惨叫哀号声随着整座宅邸轰然倒塌,再也听不见了,有的,只剩火焰在疯狂咆哮。
“……那你是如何逃出来的呢?”
白沐雪咽咽口水,生怕水青将这仇恨算在她头上。水青听她问得小心,不由朝她看了眼,沐雪立刻往旁边挪了挪屁股,不敢说话。
“你看……”水青将自己的两袖高高挽起。
就着昏黄火光,她看见胳膊上蜿蜒盘旋的疤痕,皮肤皱成一朵朵残花,它们狰狞,张扬,丑陋……不难猜想当时的火给了水青多少痛楚。
看着那些伤疤蹙眉,沐雪深喘了口气,或许姑娘家本就心软,她如今对水青只剩同情怜悯。
那日大火,木元竟狠心将水青火青挡在身前,从火海中杀出一条生路。木元残暴无情,即使火青活活烧死在他面前,他也不曾眨过眼。
他拖着半死不活浑身烧伤的水青离开元斋。
甚至不曾安葬火青。
“岂有此理!他可是你们的爹爹啊!”
白沐雪愤然起身,双臂叉腰,一腔怒火实难隐忍!
扭头一看,当事人却是平静如水,好似故事中的人与他无关,他看似淡漠实为绝望。
工具罢了,他与火青皆是。
“那你们又怎么来这里的?”
元斋灭亡后,水青才从父亲口中知晓,他一直都与妖孽有所牵扯,地下祭坛有他一席之地。
水青反抗,不从,劝阻,但都无法让他回头。
木元带走了所有干粮与水,将水青扔在荒漠中,自生自灭。
“荒漠之大,实在难辨方位,我便困在此处了。
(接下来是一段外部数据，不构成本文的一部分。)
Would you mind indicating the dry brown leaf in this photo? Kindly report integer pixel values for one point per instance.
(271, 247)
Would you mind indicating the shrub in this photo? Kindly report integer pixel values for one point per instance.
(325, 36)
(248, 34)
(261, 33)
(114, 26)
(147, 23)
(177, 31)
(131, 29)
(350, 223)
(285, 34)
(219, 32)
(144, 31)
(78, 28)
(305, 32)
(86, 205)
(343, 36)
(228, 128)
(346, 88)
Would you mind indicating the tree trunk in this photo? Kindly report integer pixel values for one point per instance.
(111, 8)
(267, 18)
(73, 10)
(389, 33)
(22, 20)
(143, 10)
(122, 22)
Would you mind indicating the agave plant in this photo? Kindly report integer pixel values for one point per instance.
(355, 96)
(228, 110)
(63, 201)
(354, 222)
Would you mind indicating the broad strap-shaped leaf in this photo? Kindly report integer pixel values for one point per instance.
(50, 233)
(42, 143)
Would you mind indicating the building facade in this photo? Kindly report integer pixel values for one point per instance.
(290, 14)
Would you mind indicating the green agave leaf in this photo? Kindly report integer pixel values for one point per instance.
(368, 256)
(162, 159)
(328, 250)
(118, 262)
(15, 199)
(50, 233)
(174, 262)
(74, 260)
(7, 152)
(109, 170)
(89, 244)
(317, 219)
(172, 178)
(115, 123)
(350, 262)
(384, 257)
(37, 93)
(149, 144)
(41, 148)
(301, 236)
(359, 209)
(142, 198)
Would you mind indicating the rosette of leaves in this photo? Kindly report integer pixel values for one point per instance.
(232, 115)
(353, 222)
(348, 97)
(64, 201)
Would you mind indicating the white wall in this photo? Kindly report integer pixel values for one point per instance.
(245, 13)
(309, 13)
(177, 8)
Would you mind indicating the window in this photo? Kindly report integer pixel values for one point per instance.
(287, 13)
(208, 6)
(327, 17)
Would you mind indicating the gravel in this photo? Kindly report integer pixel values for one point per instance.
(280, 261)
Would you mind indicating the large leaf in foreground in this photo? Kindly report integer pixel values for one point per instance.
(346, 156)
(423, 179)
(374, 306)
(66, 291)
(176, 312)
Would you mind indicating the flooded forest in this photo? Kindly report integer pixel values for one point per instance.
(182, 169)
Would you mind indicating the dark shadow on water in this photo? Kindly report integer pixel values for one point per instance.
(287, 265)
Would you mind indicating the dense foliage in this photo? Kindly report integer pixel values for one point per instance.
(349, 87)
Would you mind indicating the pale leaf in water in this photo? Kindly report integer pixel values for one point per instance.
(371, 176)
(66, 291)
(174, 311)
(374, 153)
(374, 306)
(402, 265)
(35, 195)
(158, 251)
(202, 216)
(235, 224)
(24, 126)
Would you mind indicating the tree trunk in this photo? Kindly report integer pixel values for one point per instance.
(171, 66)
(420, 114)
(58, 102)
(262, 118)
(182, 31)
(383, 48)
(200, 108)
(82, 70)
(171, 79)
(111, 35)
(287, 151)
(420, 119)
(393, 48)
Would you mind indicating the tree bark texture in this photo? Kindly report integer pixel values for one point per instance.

”水青道。
所有的事情好像雪球越滚越大,木元竟与妖怪同流,地下祭坛又是什么?白沐雪听得云里雾里,但隐隐察觉水青是能够解开所有谜团的那把钥匙。
她还想问些什么,水青立马打断:“好了,说这些烦心事干什么呢,眼下还是赶紧想办法离开这鬼地方吧。”
说得在理,不论人族还是妖族亦或者仙人,这片地方都是被抛弃的蛮荒之地,一个小小灭妖师和小妖女是无法在这存活下去的。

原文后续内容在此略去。